Personal information
- Full name: Edmund Eastwood
- Date of birth: 7 January 1902
- Place of birth: Nelson, England
- Date of death: 15 July 1981 (aged 79)
- Place of death: Burnley, England
- Position(s): Full-back

Youth career
- Barrowford

Senior career*
- Years: Team / Apps / (Gls)
- 1920–1923: Nelson / 3 / (0)
- 1923–1929: Morecambe
- 1929–1930: Clitheroe

= Eddie Eastwood =

English footballer

Edmund Eastwood (7 January 1902 – 15 July 1981) was an English professional footballer who played as a full-back.

Born in Nelson, Lancashire, he began his football career with local club Barrowford. In June 1920, he signed as an amateur for Nelson, who at the time played in the Central League. Eastwood became a regular fixture in the club's reserve team, helping them to the North East Lancashire Combination title in 1921. He made his Football League Third Division North debut for Nelson on 1 October 1921 in the 1–1 draw with Darlington at Seedhill. Eastwood played every reserve team match in the 1921–22 season and was rewarded with a professional contract in May 1922. His second League appearance for Nelson came on 2 April 1923 in the 1–2 loss away at Wrexham. Eastwood played his final competitive match for the club in the 3–0 win at home to Walsall on 28 April 1923, after the team's Third Division North championship had already been confirmed.

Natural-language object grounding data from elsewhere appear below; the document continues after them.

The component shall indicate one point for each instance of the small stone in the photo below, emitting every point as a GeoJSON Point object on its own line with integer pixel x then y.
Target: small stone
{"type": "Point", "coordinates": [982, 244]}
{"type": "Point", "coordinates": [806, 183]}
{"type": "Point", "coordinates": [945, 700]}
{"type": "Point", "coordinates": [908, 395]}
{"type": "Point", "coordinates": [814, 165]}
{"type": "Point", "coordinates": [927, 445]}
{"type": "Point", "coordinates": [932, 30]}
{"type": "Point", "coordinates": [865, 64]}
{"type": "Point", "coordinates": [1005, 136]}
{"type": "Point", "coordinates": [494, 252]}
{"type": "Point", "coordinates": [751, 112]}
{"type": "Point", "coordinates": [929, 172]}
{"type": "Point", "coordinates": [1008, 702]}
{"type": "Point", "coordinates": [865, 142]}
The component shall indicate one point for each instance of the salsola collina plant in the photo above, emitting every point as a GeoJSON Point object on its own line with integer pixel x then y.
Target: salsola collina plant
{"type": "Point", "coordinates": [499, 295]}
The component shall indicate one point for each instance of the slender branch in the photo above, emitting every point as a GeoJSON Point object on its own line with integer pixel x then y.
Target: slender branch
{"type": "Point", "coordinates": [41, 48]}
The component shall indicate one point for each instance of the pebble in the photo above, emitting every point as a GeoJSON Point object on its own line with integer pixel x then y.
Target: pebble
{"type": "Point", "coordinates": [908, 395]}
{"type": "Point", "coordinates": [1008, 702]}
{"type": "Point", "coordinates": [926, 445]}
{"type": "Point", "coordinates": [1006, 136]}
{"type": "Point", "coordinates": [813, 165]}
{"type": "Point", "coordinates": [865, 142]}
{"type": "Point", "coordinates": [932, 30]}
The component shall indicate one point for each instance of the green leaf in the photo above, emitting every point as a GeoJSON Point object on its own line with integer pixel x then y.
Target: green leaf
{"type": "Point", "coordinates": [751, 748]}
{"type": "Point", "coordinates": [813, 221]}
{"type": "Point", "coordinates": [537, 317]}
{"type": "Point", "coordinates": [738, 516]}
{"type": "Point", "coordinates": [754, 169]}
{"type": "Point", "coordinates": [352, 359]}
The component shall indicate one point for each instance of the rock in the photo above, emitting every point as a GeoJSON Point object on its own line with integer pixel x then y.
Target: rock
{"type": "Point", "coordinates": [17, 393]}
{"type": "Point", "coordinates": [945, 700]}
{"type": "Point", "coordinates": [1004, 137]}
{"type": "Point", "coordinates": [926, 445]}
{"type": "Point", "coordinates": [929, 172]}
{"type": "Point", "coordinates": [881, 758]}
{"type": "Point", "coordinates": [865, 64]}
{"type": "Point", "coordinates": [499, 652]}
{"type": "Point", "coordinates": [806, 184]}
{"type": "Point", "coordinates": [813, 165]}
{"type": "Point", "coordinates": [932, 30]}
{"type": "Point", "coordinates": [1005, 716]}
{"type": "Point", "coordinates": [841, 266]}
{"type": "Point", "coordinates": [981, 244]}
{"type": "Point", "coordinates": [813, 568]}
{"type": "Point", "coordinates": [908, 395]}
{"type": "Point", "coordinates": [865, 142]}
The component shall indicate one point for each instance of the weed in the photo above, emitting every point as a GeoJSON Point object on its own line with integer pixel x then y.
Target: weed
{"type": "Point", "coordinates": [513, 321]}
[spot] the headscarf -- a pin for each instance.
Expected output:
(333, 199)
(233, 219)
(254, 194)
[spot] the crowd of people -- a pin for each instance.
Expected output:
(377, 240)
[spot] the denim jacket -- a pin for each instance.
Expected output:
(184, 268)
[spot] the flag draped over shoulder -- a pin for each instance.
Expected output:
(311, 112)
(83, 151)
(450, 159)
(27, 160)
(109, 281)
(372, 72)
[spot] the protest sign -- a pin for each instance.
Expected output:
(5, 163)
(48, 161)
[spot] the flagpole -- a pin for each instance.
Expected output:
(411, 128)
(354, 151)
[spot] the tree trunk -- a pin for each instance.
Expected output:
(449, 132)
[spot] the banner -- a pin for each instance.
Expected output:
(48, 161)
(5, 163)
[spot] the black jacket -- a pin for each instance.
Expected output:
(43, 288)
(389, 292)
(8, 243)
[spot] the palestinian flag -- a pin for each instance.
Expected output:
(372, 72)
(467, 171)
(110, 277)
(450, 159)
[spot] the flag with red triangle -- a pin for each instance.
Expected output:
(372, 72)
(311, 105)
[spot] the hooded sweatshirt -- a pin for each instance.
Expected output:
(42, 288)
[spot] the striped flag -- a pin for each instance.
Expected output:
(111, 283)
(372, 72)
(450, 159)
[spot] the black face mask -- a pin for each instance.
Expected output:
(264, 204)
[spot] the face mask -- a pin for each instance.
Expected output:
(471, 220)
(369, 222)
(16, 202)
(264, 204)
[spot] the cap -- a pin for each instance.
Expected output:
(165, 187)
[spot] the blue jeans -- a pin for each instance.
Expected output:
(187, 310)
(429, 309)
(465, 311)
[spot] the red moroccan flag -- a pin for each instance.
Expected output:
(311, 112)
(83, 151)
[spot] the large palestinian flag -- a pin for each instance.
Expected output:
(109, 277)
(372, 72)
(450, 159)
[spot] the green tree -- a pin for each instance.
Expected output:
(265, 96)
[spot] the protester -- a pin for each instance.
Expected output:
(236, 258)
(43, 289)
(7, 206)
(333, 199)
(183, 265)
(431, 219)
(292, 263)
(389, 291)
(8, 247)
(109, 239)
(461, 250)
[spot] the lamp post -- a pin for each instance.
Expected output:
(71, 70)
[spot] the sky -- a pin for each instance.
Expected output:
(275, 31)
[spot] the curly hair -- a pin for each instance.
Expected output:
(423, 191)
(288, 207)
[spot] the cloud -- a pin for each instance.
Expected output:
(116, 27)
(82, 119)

Eastwood transferred to Morecambe in July 1923 and enjoyed a regular first-team berth at Christie Park over the following five seasons. In the 1926–27 season Eastwood, along with fellow former Nelson defender Harry Clayton, was part of the Morecambe side that finished third in the Lancashire Combination, won the Combination Cup for the first time, and also won the Lancashire Junior Cup. Eastwood missed a large portion of the 1928–29 campaign through injury, and left the club in the summer of 1929 to join Clitheroe. After one season with Clitheroe, he had spells with Rossendale United, Darwen and Heywood St James before retiring in the mid-1930s. Eastwood continued to live in Lancashire until his death in Burnley on 15 July 1981, aged 79.